The Seraphic Fire Christmas album is facing “Hilos,” a disc featuring music by the American composer Gabriela Lena Frank; “The Kingdoms of Castille,” an album of Spanish Baroque music from Richard Savino’s El Mundo ensemble; “Slide,” a song cycle by the American composer Steven Mackey; and “Sound the Bells!,” an album of new American music by composers such as John Williams and Michael Tilson Thomas, recorded by San Francisco’s Bay Brass ensemble.

Seraphic Fire founder Patrick Dupré Quigley has a lot to be proud of, having brought the choir from foundation to Grammy heights in less than a decade, and while still in his early 30s (the choir points out that the announcement came an hour before Quigley’s 34th birthday). Its first concert of the season, a tribute to the Spanish Renaissance master Tomas Luis de Victoria, demonstrated Quigley’s omnivorous programming sense and the willingness of his singers to try any challenge he wants to set them.

Quigley is, of course, delighted to receive this recognition from his peers.

“I hope that it shows that American choirs are making just as good a music as the traditional European powerhouses,” he said Sunday from San Antonio, Tex., where he’s directing Handel’s “Messiah” with the San Antonio Symphony. “We have an incredible tradition of choral singing in the United States, and so this is a real honor for us.

“I think it’s also an eye-opener in that it shows we’re on the same level as the European choirs, and it’s nice to have confirmation of that,” he said.

Members of the choir are assembling this week for the group’s new Christmas concerts, of which it is giving no fewer than 10 from the coming Wednesday through Dec. 20. The concerts, which begin at St. Jude Melkite Catholic Church in Miami, also will be presented in venues in Palm Beach, Broward and Monroe counties. Featured will be Quigley’s own new arrangements of Adolphe Adam’s “O Holy Night” and Franz Gruber’s”Silent Night,” as well as Victoria’s setting of “O Magnum Mysterium.”

I’m looking forward in particular to the three performances he’s scheduled of the Bach Mass in B minor this coming February. As it turns out, the group will be performing the mass Feb. 12 at St. Gregory’s in Boca Raton, the very night the Grammy Awards are handed out. Classical awards aren’t televised anymore, so perhaps everyone in the church that night will know whether they’re listening to a Grammy-winning choir.
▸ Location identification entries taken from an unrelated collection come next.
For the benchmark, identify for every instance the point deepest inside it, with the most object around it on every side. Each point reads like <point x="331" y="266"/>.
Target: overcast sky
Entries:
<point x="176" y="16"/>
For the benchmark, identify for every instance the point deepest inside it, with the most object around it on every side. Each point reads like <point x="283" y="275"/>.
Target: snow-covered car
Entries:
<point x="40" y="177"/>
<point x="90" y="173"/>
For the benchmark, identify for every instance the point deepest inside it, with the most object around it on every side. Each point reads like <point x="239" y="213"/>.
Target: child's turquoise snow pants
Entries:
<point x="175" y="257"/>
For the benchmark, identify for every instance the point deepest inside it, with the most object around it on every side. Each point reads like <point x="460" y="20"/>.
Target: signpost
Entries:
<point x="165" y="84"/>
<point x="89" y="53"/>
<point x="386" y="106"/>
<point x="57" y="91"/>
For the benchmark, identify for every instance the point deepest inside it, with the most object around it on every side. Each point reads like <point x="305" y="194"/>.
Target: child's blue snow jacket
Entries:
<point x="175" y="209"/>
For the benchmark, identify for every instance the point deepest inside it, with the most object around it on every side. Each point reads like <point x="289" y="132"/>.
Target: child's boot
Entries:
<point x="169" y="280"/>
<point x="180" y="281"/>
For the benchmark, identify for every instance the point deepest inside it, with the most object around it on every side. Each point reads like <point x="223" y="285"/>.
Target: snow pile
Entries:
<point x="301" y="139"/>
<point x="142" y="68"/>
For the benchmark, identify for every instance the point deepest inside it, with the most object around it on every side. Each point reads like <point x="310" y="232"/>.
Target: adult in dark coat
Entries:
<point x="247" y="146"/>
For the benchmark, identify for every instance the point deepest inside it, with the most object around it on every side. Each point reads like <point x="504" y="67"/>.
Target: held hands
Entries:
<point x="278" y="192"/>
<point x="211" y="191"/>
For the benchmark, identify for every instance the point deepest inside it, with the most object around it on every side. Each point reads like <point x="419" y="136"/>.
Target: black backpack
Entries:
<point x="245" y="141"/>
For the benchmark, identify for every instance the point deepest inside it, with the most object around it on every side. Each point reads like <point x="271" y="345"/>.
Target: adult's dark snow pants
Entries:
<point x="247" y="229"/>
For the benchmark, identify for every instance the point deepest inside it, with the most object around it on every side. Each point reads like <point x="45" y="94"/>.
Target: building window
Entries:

As it stands, Quigley plans to be in Los Angeles that day for the awards ceremony, so someone else will have to lead the Bach performance.

“That’s one of the things we’re still trying to figure out,” he said. “We don’t know yet what we’re going to do.”

But even if the group doesn’t win, the nominations themselves are a game changer for Seraphic Fire, which I would bet won’t need to release discs under its own label anymore after this. And pressure will surely increase for a substantial national tour. It could be that this season might be South Floridians’ best chance to see a lot of the chorus before other audiences make their bids to hear more of this remarkable Miami institution.